11 desenvolvimento terão um aumento de sua produção de + 33,6%, ou 123,8 milhões de t, a uma taxa de + 3,3 % aa, alcançando 492,9 milhões de t em 2022, participando com 73,7% do acréscimo da produção mundial nos próximos dez anos, principalmente devido ao acréscimo da produção na Índia (29,7% do acréscimo da produção), que inclui leite de búfalo, Europa (9,3% do acréscimo da produção); China (9,0% do acréscimo da produção) e Estados Unidos (8,7% do acréscimo da produção entre e 2022). No entanto, de acordo com o relatório da OECD/FAO, quando se compara o aumento da produção de derivados lácteos entre a média e 2022, entre países desenvolvidos e em desenvolvimento, as participações são aproximadamente as mesmas, 49,0% e 51,0%, respectivamente.
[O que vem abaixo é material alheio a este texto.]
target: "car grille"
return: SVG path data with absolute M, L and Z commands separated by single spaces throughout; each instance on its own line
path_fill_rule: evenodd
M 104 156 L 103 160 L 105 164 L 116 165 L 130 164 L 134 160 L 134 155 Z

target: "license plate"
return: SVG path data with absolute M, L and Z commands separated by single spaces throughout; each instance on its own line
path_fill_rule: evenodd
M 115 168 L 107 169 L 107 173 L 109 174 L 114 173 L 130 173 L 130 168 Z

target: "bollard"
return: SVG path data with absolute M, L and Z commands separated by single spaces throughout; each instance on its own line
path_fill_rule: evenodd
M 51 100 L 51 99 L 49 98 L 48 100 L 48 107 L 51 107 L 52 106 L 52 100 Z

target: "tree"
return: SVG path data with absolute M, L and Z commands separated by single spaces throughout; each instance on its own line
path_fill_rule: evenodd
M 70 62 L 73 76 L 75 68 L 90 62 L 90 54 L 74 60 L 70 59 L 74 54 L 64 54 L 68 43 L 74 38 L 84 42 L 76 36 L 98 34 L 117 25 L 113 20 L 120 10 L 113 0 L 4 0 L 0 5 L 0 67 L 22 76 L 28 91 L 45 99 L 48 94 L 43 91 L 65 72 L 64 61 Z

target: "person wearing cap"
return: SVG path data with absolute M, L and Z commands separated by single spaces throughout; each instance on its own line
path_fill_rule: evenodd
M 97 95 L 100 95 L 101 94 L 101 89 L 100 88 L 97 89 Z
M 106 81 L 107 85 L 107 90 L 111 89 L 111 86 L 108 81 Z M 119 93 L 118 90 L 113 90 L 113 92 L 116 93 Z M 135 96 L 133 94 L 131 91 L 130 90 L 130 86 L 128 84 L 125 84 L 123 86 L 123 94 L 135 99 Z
No que se refere aos derivados lácteos, a produção mundial de manteiga aumentará + 34,8% nos próximos dez anos, a uma taxa média anual de + 3,4% aa, evoluindo de 9,8 milhões de t, no período , para 13,3 milhões de t em 2022; a produção mundial de queijo deverá aumentar + 14,7%, a uma taxa de + 1,5% aa, evoluindo de 20,3 milhões de t para 23,3 milhões de t no mesmo período; a produção de leite em pó desnatado aumentará + 29,1%, a uma taxa de + 2,9 % aa, evoluindo de 3,61 milhões de t para 4,66 milhões de t no final do período; e a produção de leite em pó integral aumentará + 23,2 %, a uma taxa média de + 2,3 % aa, de 4,57 milhões de t, no período base de , alcançando 5,63 milhões de t em 2022 (Gráfico 10). Maria Helena Fagundes Tel.: 55 (61)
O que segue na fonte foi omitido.